Russian mathematician

Nina Nikolaevna Uraltseva (born 1934, Нина Николаевна Уральцева) is a Russian mathematician, a professor of mathematics and head of the department of mathematical physics at Saint Petersburg State University, and the editor-in-chief of the Proceedings of the St. Petersburg Mathematical Society. Her specialty is the study of nonlinear partial differential equations.

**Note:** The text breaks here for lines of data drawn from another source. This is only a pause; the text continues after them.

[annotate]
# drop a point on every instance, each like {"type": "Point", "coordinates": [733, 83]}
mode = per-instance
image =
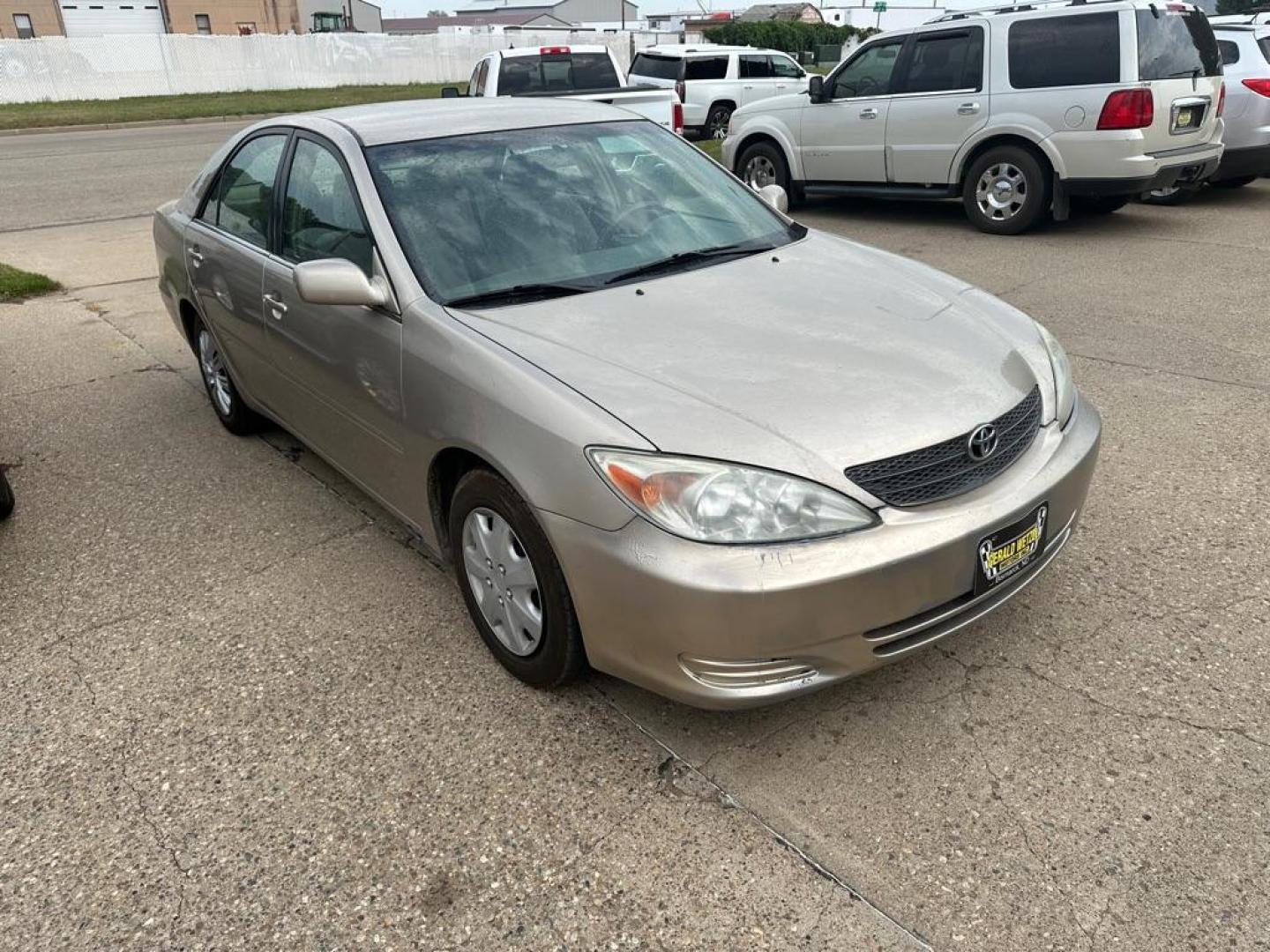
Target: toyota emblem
{"type": "Point", "coordinates": [982, 442]}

Nina Uraltseva was born on 24 May 1934 in Leningrad, USSR (currently St. Petersburg, Russia), to parents Nikolai Fedorovich Uraltsev, (an engineer) and Lidiya Ivanovna Zmanovskaya (a school physics teacher). She received a diploma in physics from Saint Petersburg State University (then known as Leningrad State University) in 1956. She earned a Ph.D. in 1960 from the same university, under the supervision of Olga Ladyzhenskaya, and completed her D.Sc. (the Soviet equivalent of a habilitation) in 1964. She joined the faculty of Leningrad State University in 1959, and was promoted to professor in 1968 and department head in 1974.

Uraltseva's research on Hilbert's nineteenth problem and Hilbert's twentieth problem led to her recognition in 1967 by the Chebyshev Prize of the USSR Academy of Sciences, and in 1969 by the USSR State Prize. Uraltseva was a speaker at the 1970 and 1986 International Congress of Mathematicians. A meeting on partial differential equations was held in honor of her 70th birthday at the Royal Institute of Technology, Stockholm, in June 2005, and in 2006 the Royal Institute of Technology gave her an honorary doctorate. For her 75th birthday, a book on partial differential equations and a special issue of the journal Problemy Matematicheskogo Analiza were dedicated to her. A special issue of the journal Algebra i Analiz commemorated her 85th birthday.